Reducing computational requirements

Although DL methods scale well in terms of input time series number and length of the series, they can still require a good deal of computational resources. This is particularly true for training and sometimes true for running predictions. The latter can especially be confirmed if there are many devices on which to run projections.

Several proven strategies exist for reducing the computational requirements of DL models in general. These strategies include increased weight pruning, strategically removing excess hidden layers, weight quantization, and other compression strategies. However, all these strategies come with a catch in that reducing the footprint of a model generally leads to degraded performance.

Another strategy proposed by Chambers and Yoder (https://www.mdpi.com/1424-8220/20/9/2498) proposed a many-to-many TSC architecture.
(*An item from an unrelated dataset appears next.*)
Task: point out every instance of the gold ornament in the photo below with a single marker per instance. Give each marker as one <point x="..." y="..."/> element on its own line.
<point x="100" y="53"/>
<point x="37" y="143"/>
In many TSC arrangements, a sliding window is applied to the input then the model learns (or predicts) on each window generating individual predictions for each time point. A many-to-many approach uses one optimized architecture to learn and predict across a large block of time steps. This leads to more efficient training, with fewer back-propagation steps needed. In addition, they carefully designed the network structure to accommodate longer time series, resulting in better long-range pattern recognition.


If applied correctly, time series classification can be a powerful tool in extracting valuable business and operational insights from dense data streams. We hope this article illuminates some of the broad concepts involved in building a successful TSC model.